Malah sebaliknya, orang-orang Jawa kerap membuat kompeni takjub perihal perilaku. Soal ini, pernah diceritakan pegawai sipil progresif Belanda bernama G.L. Gonggrijp. Pada Desember 1911, dia bersaksi penuh bahwa di wilayah-wilayah yang terjadi interaksi antara pribumi dan budaya Eropa, orang-orang Jawa amat terlihat jujur.
“Misalnya, di Banten Selatan, Priangan, atau Banyuwangi, tindakan pencurian sama sekali tak dikenal,” tulis Frances Gouda menceritakan pengalaman Gonggrijp, dalam Dutch Cultures Overseas: Praktik Kolonial di Hindia Belanda 1900-1942 (2007).
Di Banyuwangi, sebagaimana diingat Gonggrijp, penduduk desa yang kehilangan sesuatu dalam perjalanan menuju ke sawah atau pasar terdekat, akan kembali menelusuri jalan mereka. Untuk apa? Karena biasanya, barang yang hilang itu akan tergantung di pohon beberapa saat kemudian.
“Ditinggalkan orang lain yang menemukan sebelumnya dalam keadaan utuh,” tulis Gouda.
Alat perlawanan
Pemerintah Kolonial Belanda maupun VOC, pada praktiknya tentu lebih dari sekadar mencuri.
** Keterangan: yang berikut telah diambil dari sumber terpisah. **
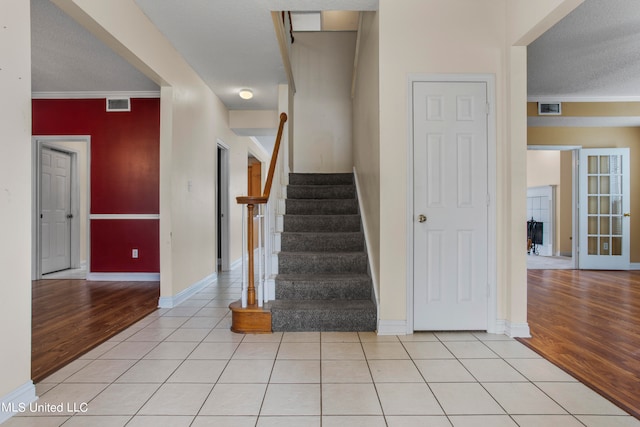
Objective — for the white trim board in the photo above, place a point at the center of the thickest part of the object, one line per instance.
(17, 401)
(95, 95)
(553, 99)
(123, 277)
(124, 216)
(517, 329)
(175, 300)
(593, 121)
(393, 327)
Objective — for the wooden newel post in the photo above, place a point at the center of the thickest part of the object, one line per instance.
(255, 318)
(251, 287)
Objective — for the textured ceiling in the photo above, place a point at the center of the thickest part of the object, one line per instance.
(594, 52)
(65, 57)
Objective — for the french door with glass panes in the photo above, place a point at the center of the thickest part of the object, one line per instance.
(604, 209)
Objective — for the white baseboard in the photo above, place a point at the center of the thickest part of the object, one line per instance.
(392, 327)
(124, 277)
(236, 264)
(270, 288)
(175, 300)
(17, 401)
(517, 330)
(499, 327)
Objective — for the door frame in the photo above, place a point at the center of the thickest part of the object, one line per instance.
(492, 293)
(582, 170)
(223, 209)
(54, 142)
(575, 188)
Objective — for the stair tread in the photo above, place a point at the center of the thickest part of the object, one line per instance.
(323, 277)
(328, 254)
(328, 305)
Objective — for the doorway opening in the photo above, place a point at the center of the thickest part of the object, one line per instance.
(223, 263)
(552, 224)
(60, 194)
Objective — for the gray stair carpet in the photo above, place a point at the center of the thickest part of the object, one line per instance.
(323, 282)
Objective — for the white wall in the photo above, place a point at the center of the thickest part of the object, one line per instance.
(444, 36)
(417, 36)
(192, 120)
(322, 67)
(15, 203)
(366, 137)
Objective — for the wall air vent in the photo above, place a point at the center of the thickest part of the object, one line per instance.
(118, 104)
(549, 108)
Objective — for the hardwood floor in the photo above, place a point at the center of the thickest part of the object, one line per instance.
(70, 317)
(588, 323)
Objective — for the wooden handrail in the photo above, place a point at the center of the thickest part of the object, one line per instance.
(274, 157)
(251, 202)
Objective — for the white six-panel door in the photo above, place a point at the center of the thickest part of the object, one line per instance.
(450, 145)
(55, 210)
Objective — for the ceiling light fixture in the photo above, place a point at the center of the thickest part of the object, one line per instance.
(245, 93)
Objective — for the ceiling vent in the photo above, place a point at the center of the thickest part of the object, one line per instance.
(549, 108)
(118, 104)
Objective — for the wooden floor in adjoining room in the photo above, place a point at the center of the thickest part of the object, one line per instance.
(70, 317)
(588, 323)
Mereka menguras, memeras, dan merampok kekayaan alam Indonesia selama ratusan tahun.
Ketimpangan parah antara penduduk pribumi dan keluarga pejabat Belanda dalam beberapa kasus menjadi faktor maraknya tindak pencurian. Bahkan, di beberapa wilayah muncul jagoan-jagoan yang menggunakan teknik ‘mencuri’ sebagai bentuk perlawanan terhadap penindasan penjajah.
Yang tak kalah masyhur, cerita Si Pitung dari Betawi. Beberapa epos menuliskan, ia tak segan menodong kompeni dan meminta paksa harta yang dimiliki untuk dibagikan kepada para kaum duafa.
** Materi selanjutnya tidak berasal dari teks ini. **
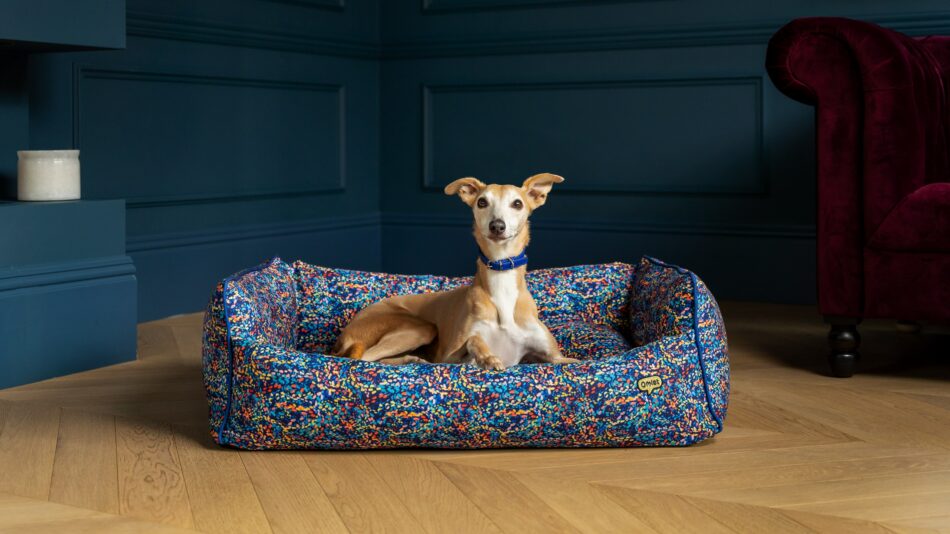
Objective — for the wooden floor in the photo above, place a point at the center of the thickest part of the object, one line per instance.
(125, 449)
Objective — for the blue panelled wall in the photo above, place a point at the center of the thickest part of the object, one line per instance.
(235, 130)
(325, 129)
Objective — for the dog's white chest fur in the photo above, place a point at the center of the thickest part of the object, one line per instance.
(508, 340)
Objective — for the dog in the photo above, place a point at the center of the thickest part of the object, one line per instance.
(492, 323)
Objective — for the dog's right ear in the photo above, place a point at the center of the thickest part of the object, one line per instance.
(467, 189)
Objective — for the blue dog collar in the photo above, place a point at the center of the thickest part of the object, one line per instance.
(504, 264)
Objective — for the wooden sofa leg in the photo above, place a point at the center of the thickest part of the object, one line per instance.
(844, 340)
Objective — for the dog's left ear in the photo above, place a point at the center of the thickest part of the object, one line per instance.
(466, 188)
(538, 186)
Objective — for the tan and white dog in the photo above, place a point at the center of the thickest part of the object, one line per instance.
(492, 323)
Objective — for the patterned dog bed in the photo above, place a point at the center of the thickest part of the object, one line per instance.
(654, 367)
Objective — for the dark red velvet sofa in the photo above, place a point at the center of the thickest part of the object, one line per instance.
(883, 169)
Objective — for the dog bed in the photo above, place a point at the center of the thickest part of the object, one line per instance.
(654, 368)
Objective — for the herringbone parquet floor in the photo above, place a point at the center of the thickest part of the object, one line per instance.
(125, 449)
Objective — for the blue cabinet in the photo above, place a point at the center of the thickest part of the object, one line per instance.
(46, 25)
(67, 289)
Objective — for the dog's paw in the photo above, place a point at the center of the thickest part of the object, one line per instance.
(490, 362)
(403, 360)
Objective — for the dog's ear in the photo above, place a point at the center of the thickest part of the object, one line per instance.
(537, 187)
(467, 189)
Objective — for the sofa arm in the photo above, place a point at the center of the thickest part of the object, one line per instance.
(876, 92)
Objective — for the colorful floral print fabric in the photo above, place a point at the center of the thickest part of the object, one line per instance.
(654, 367)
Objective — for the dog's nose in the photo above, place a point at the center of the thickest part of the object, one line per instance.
(497, 227)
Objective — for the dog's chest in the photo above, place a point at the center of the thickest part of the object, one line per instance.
(508, 340)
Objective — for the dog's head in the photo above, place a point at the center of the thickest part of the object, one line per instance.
(501, 211)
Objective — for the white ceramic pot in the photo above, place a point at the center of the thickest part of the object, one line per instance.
(48, 175)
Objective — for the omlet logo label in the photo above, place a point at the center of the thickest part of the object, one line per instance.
(650, 383)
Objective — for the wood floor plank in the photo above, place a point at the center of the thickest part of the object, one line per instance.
(937, 523)
(836, 524)
(751, 411)
(767, 476)
(530, 459)
(835, 490)
(220, 491)
(27, 449)
(585, 506)
(511, 505)
(873, 418)
(664, 513)
(85, 470)
(745, 518)
(429, 495)
(290, 495)
(20, 515)
(150, 480)
(363, 500)
(883, 508)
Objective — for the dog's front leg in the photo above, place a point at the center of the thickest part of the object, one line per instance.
(482, 355)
“Si Pitung sendiri ketika diekskusi Belanda pada 1894 hanya meninggalkan uang 15 ringgit. Perampok yang ditakuti kompeni ini tidak beristri, tidak suka main perempuan, tidak ngetop (berjudi), meskipun bukannya orang alim,” tulis Alwi Shahab, dalam Robinhood Betawi: Kisah Betawi Tempo Doeloe (2001).
Semangat Pitung tidak padam. Sejarawan Betawi yang karib disapa Abah Alwi itu melanjutkan, gerakan perlawanan jenis ini kemudian diteruskan generasi berikutnya. Sebut saja, Haji Entong Gendut yang memimpin pemberontakan di Tanjung Timur pada 1916.
“Pada revolusi fisik (1945-1950), para jago Betawi merupakan pahlawan yang berjuang di garis depan melawan Belanda. Seperti Sabeni dan Derahman Jeni, dua jago Tanah Abang,” tulis Abah Alwi masih dalam buku yang sama.
Lantas, seperti apakah wajah para pencuri pada puasa tahun ini? Jawabannya, maling-maling modern itu juga rupanya sedang pening bukan kepalang. Lantaran anaknya balagu atau kebiasaan istri yang pamer melulu, mereka pun kini tengah ditsunami rasa resah, ngeri tiba-tiba diciduk lembaga antirasuah. Wallahu a’lam.